In the fourth quarter of fiscal 1999, USWD entered into an agreement with
the purchasers of the Series B Preferred Stock and holders of the 6% Debentures
to file a registration statement with the SEC covering the common stock
underlying the Series B Preferred Stock, a common stock purchase warrant issued
at the same time as the Series B Preferred Stock, the 6% Debentures, and the
common stock purchase warrants issued to the 6% Debenture holders in July, 1998,
within 30 days of May 6, 1999, to be effective within 90 days of May 6, 1999.

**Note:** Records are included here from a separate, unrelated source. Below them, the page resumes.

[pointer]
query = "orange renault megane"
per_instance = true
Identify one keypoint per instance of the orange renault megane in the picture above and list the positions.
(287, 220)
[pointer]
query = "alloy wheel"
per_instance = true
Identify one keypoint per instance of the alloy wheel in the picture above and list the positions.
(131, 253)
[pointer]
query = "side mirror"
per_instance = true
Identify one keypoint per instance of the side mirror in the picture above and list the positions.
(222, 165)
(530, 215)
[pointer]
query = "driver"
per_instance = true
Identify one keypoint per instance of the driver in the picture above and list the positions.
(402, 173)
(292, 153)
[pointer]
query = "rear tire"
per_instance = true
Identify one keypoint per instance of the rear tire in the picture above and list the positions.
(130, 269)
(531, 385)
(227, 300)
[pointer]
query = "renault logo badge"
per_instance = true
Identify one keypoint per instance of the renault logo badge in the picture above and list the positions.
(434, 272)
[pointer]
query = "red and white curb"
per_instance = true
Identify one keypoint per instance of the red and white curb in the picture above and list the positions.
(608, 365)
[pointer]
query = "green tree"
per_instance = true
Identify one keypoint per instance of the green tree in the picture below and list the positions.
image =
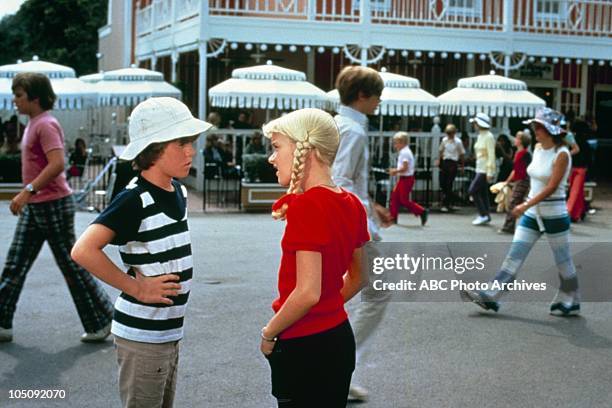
(60, 31)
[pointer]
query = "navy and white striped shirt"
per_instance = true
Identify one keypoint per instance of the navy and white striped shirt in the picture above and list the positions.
(150, 226)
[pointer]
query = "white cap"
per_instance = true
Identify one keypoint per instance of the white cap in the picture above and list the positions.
(159, 120)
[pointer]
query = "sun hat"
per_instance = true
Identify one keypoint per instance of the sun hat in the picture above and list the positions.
(482, 120)
(159, 120)
(550, 119)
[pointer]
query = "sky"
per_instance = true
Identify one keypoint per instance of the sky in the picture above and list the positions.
(9, 6)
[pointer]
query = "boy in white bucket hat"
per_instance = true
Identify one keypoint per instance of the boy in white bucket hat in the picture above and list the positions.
(148, 220)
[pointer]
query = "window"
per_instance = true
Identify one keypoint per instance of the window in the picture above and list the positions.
(464, 8)
(375, 5)
(550, 9)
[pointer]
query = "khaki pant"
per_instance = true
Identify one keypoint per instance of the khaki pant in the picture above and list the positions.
(147, 373)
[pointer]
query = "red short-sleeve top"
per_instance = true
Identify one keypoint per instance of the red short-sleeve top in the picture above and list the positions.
(334, 224)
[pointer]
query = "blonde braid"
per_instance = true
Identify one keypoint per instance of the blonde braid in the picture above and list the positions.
(299, 161)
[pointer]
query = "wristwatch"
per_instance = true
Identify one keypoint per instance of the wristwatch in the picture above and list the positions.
(30, 188)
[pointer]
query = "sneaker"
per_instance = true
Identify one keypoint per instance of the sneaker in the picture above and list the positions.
(481, 220)
(480, 299)
(560, 309)
(6, 335)
(424, 216)
(96, 337)
(357, 393)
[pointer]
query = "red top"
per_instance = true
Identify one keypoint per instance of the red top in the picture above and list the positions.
(520, 166)
(334, 224)
(42, 134)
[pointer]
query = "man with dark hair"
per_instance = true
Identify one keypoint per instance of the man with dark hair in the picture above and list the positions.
(360, 89)
(46, 213)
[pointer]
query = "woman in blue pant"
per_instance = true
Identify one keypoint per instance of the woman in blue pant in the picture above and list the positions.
(545, 211)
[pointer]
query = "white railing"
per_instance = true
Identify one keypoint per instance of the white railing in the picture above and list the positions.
(334, 10)
(144, 24)
(186, 9)
(481, 14)
(566, 17)
(265, 8)
(570, 17)
(162, 13)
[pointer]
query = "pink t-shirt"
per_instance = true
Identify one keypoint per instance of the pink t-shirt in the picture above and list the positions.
(42, 134)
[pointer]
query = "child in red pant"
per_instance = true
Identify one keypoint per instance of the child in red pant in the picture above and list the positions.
(405, 171)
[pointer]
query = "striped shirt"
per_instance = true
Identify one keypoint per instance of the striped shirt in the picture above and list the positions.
(153, 237)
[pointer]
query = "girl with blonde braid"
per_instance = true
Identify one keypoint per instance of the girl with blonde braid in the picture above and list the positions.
(309, 342)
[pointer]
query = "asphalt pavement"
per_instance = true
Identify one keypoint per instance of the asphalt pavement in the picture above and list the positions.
(425, 354)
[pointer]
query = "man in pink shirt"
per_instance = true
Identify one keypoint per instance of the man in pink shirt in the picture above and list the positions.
(46, 213)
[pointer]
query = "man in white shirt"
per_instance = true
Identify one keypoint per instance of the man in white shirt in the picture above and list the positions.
(360, 89)
(403, 188)
(451, 154)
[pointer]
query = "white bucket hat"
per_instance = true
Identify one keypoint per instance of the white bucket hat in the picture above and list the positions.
(482, 120)
(159, 120)
(550, 119)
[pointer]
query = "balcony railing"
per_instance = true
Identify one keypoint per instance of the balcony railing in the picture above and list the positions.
(565, 17)
(578, 17)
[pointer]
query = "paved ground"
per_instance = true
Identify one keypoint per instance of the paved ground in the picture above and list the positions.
(426, 354)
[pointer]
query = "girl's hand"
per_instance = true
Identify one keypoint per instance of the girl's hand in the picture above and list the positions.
(266, 347)
(519, 210)
(19, 201)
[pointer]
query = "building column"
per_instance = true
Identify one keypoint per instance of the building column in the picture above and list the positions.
(174, 57)
(584, 83)
(310, 66)
(202, 80)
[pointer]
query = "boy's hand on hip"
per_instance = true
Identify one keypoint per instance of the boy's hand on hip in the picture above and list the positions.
(19, 201)
(157, 289)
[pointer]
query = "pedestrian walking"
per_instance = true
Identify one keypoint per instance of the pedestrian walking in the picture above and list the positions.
(360, 89)
(485, 168)
(451, 156)
(544, 212)
(518, 179)
(309, 342)
(400, 196)
(148, 221)
(46, 208)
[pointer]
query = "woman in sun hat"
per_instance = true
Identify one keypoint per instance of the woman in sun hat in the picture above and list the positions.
(484, 150)
(544, 211)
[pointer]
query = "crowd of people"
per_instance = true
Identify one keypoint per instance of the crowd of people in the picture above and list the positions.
(312, 343)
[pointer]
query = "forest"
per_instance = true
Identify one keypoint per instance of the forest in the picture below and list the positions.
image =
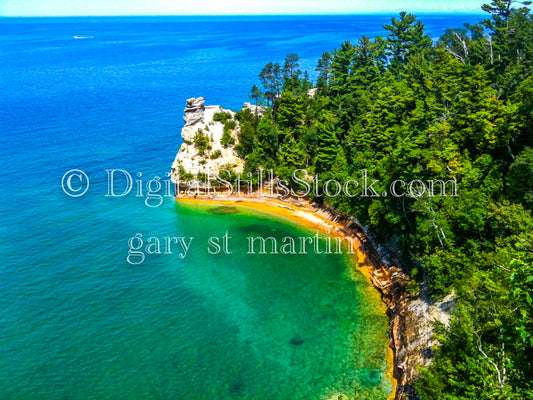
(403, 106)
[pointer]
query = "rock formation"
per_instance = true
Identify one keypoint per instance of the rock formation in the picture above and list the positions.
(202, 150)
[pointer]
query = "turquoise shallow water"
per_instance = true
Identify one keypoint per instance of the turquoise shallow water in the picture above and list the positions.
(76, 320)
(225, 326)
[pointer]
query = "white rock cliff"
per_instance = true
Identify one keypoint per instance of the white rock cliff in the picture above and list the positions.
(190, 158)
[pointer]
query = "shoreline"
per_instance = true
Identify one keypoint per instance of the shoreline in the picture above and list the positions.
(313, 216)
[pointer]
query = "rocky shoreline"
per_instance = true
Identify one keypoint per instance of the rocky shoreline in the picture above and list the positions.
(411, 315)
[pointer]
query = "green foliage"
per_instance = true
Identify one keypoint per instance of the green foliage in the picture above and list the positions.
(202, 142)
(459, 111)
(216, 154)
(222, 117)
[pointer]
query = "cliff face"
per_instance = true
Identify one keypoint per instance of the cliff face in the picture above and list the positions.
(412, 317)
(202, 150)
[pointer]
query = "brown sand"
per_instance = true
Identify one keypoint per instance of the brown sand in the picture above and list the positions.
(304, 213)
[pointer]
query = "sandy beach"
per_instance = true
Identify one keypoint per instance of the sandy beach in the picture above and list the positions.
(310, 215)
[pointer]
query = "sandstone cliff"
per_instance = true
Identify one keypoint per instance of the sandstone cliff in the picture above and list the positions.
(203, 150)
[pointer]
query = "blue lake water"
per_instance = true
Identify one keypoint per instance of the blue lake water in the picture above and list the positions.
(76, 320)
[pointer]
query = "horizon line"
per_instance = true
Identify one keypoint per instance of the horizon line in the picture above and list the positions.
(481, 13)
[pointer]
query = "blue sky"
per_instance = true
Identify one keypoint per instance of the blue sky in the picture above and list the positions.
(221, 7)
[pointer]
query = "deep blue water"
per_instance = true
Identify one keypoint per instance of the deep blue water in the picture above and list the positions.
(76, 320)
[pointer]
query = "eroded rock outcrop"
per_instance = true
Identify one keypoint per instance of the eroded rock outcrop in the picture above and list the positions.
(203, 150)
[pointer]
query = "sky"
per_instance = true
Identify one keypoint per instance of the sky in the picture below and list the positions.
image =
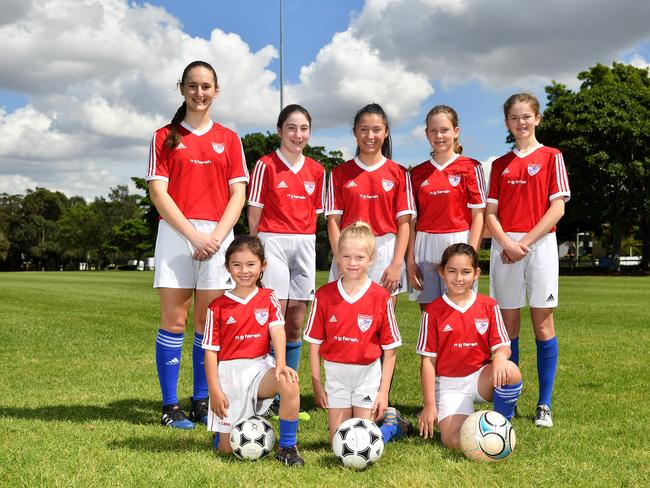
(84, 83)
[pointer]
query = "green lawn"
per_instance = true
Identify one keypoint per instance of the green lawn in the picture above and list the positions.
(79, 398)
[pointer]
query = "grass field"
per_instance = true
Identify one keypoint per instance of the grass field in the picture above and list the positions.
(79, 398)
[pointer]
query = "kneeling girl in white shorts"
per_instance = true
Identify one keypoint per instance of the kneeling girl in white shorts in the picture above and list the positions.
(465, 349)
(352, 321)
(242, 377)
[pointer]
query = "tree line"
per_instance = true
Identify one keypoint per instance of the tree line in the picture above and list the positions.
(602, 128)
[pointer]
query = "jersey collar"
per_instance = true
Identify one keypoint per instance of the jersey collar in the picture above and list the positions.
(445, 164)
(295, 169)
(347, 297)
(197, 132)
(243, 301)
(456, 307)
(520, 154)
(369, 168)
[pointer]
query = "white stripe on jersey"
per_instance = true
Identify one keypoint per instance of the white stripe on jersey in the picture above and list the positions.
(561, 174)
(257, 181)
(424, 331)
(310, 319)
(501, 326)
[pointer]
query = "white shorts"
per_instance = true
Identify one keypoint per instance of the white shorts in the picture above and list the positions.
(240, 380)
(352, 385)
(456, 396)
(385, 251)
(175, 267)
(428, 251)
(290, 265)
(536, 275)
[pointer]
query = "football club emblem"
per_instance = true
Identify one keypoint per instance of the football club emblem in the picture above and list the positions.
(364, 321)
(262, 315)
(533, 168)
(454, 180)
(481, 325)
(387, 184)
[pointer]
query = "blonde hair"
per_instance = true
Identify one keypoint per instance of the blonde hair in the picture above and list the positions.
(525, 97)
(453, 118)
(359, 230)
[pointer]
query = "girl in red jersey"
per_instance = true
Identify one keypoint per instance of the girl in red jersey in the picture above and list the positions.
(352, 321)
(465, 350)
(450, 196)
(285, 197)
(528, 191)
(374, 189)
(197, 180)
(242, 377)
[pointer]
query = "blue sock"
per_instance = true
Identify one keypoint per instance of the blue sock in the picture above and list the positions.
(547, 352)
(388, 431)
(288, 432)
(200, 380)
(293, 354)
(514, 347)
(505, 399)
(168, 362)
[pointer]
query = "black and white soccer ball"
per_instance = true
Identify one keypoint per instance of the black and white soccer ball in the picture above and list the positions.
(358, 443)
(252, 438)
(487, 436)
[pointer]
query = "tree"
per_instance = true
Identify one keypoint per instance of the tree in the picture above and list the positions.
(603, 130)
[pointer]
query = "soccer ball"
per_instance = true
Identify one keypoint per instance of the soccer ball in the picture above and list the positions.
(487, 436)
(358, 443)
(252, 438)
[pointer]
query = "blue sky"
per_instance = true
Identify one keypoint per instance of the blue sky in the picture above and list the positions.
(83, 85)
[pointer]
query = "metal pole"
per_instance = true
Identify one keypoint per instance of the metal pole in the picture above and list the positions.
(281, 54)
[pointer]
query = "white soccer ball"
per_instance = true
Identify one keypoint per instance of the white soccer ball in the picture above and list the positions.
(358, 443)
(252, 438)
(487, 436)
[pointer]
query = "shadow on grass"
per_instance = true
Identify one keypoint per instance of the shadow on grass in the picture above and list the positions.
(133, 410)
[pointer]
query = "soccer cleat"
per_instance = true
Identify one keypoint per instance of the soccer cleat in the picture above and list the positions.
(289, 456)
(199, 412)
(392, 416)
(175, 418)
(543, 416)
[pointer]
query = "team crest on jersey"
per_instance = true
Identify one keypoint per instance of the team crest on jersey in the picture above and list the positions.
(533, 168)
(454, 180)
(364, 321)
(481, 325)
(262, 315)
(387, 184)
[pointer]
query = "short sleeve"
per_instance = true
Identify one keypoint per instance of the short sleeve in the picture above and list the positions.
(211, 336)
(427, 339)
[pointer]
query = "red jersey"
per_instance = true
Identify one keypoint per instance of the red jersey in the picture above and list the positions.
(239, 328)
(462, 339)
(377, 195)
(291, 196)
(199, 169)
(445, 194)
(524, 185)
(352, 330)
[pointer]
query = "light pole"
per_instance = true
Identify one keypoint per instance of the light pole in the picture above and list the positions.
(281, 54)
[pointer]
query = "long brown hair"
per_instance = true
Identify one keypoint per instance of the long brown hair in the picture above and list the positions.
(173, 137)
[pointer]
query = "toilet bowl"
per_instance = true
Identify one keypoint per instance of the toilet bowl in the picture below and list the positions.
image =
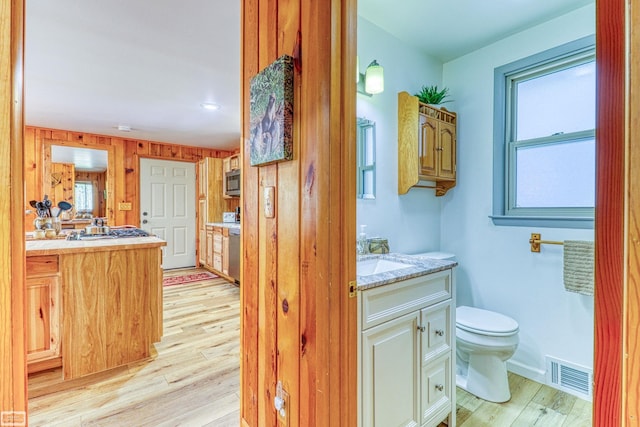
(485, 340)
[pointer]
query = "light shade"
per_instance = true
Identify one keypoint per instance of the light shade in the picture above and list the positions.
(374, 78)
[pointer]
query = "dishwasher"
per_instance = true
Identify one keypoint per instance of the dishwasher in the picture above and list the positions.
(234, 254)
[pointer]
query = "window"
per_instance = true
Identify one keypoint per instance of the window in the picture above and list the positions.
(544, 138)
(83, 196)
(366, 153)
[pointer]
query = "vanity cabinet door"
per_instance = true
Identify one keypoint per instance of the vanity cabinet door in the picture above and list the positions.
(43, 318)
(391, 373)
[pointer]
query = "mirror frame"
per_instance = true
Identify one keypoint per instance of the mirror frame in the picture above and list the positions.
(110, 172)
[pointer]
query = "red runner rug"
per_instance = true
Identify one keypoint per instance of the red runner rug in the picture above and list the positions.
(187, 278)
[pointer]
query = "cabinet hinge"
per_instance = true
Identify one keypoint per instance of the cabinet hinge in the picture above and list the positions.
(353, 287)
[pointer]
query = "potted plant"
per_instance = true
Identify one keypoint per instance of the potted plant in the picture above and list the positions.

This date was subsequently extended to May 11, 1999. USWD filed the required
registration statement on June 30, 1999. The Company thereby became subject to a
late filing penalty of $74,000 (following waiver of the "late filing" penalty by
the holder of 1,500,000 shares of Series B Preferred Stock). The registration
statement did not become effective by August 10, 1999, and the Company therefore
become subject to an initial "late effectiveness" penalty of 3% of the total
original purchase price of $1,800,000 of 6% Debentures and 1,954,705 shares of
Series B Preferred Stock ($1,954,705 purchase price), which were outstanding as
of August 10, 1999. Additional late effectiveness penalties accrue monthly (or
for any portion of any month) that the registration statement is not effective,
in amounts equal to 2% of the original purchase price of the outstanding Series
B Preferred Stock and 3% of the face amount of the outstanding 6% Debentures. In
the quarter ended September 30, 1999, $188,000 of penalties was accrued as a
charge to interest expense and $225,000 was accrued in the quarter ended
December 31, 1999. Offering costs, and valuation of related warrants and
incentive shares, were recorded against the aggregate preference value of the
preferred stock and will be accreted up to the full redemption value by the date
of mandatory redemption. Accretion and accrued dividends for the first and
second fiscal quarters was $807,000 and $126,000, respectively.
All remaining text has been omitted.